Senator Ron Johnson (R-WI) raised the question of country of origin labeling being an added cost to the manufacturer, and would that drive up price. He answered his own question.

“Our healthcare is not expensive because of drugs,” he said. “I think consumers would pay more for quality medication so they are not dying from some drug contamination. I do think it will cost more, but not much more, and you get better quality. I wouldn’t believe any manufacturer that says it’s going to increase our costs dramatically.”

One witness brought up New Zealand as a model for labeling and said that it did not increase drug prices in any meaningful way.

The concept of leveling is basically two-fold: it assumes consumers will want to purchase drugs made in an American, or some other Western lab, especially over an unknown company in India or China. And that labeling would also have a quality indicator on the label, meaning doctors will then recommend a higher quality drug.

Most American drugs that have been the source of import restrictions and FDA “warning letters,” which often accompany import restrictions, are made in Asia.

Sen. Ashley Moody (R-FL) blamed shortages of critical drugs on poor foreign inspections in China and India which lead to recalls and import bans. China and India together account for 60% of the supply of active pharmaceutical ingredients globally, she said.

“A study found that 80% of all generic drugs consumed in the U.S. have no domestic source for any of its ingredients,” she added, but did not cite the study.

It could be data found from a recent CPA study.

Last May, CPA economist Andrew Rechenberg published his report on generic drug supply problems in the U.S. – noting that it was China and India that supply between 70-80% of the U.S.’s generic drugs market.

China controls at least 80% of global production for antibiotics. India supplies about half of all finished generic drugs, but relies on China for most of the key starting materials (KSM) to make the API. “America’s drug supply is balanced on a razor’s edge – one break anywhere in the vulnerable foreign supply chain and the entire system buckles,” Rechenberg said.

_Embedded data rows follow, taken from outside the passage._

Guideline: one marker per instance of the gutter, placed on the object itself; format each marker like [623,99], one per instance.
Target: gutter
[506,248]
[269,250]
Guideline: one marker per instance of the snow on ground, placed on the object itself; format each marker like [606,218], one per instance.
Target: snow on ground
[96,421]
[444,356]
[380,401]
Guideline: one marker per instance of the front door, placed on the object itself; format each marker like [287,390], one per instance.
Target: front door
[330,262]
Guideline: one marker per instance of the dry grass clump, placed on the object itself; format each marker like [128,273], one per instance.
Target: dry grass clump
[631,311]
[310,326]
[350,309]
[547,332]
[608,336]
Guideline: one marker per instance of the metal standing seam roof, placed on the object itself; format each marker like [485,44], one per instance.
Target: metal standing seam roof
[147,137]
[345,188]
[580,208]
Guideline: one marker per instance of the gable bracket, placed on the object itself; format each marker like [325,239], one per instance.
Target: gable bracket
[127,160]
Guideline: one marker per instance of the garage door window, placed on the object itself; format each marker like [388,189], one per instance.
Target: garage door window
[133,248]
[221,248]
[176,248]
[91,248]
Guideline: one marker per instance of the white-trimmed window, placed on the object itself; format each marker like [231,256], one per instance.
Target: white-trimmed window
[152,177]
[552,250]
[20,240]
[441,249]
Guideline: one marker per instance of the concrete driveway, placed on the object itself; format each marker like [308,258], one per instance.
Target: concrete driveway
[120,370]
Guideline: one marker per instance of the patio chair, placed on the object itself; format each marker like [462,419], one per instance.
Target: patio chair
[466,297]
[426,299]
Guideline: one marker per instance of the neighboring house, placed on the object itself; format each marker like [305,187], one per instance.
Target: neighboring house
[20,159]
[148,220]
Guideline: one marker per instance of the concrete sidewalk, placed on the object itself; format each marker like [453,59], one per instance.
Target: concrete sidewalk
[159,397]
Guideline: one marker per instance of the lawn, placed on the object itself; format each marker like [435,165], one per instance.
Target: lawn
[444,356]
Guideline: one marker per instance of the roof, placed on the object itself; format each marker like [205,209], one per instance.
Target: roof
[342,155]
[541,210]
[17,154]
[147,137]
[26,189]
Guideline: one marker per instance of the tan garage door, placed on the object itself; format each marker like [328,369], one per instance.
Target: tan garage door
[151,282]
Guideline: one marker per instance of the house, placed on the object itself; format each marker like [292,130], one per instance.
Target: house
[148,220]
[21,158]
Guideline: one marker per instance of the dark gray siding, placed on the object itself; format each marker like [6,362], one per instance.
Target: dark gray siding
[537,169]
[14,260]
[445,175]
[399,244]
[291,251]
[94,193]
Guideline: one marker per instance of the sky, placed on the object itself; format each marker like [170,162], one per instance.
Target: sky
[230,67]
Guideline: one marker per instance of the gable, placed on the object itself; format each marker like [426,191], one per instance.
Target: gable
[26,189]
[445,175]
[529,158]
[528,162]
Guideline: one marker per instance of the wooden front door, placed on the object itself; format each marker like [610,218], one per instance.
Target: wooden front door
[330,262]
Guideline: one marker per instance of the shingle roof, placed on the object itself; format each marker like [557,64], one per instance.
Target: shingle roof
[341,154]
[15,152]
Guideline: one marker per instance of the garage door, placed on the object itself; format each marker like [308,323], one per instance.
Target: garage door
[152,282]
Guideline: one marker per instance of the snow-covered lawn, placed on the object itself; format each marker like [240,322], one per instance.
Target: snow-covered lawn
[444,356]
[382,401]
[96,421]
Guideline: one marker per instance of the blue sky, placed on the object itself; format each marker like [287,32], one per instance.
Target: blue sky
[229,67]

The U.S. Department of Commerce launched a Section 232 national security investigation into generic drug dependence. The Senate Aging Committee is convinced – and they are correct – that the U.S. is dangerously exposed to foreign chokepoints for essential medicines, with an extremely limited domestic fallback for many critical drugs.

CPA has proposed a Tariff Rate Quota (TRQ) system for generic drugs that would be designed to guarantee supply reliability and signal to corporate investors that they can invest in domestic production without being inundated with imports. There’s also the PILLS Act, a CHIPS Act-like bill sponsored by Sen. Tom Cotton (R-AK) in the Senate and originally by Rep. Claudia Tenney (R-NY-24) in the House.  Democrats and Republicans alike agree on supply chain woes and drug prices and making more critical drugs in the U.S. The next step is to get these bills out of committee and have leadership schedule them for a floor vote.

On the campaign trail, then-candidate Trump said the generic-drug crisis was “not just a public health crisis, it’s a national security crisis.” Trump would likely sign legislation that lowers the cost of generic drugs, and promote domestic labs, including through Sen. Scott’s labeling bill.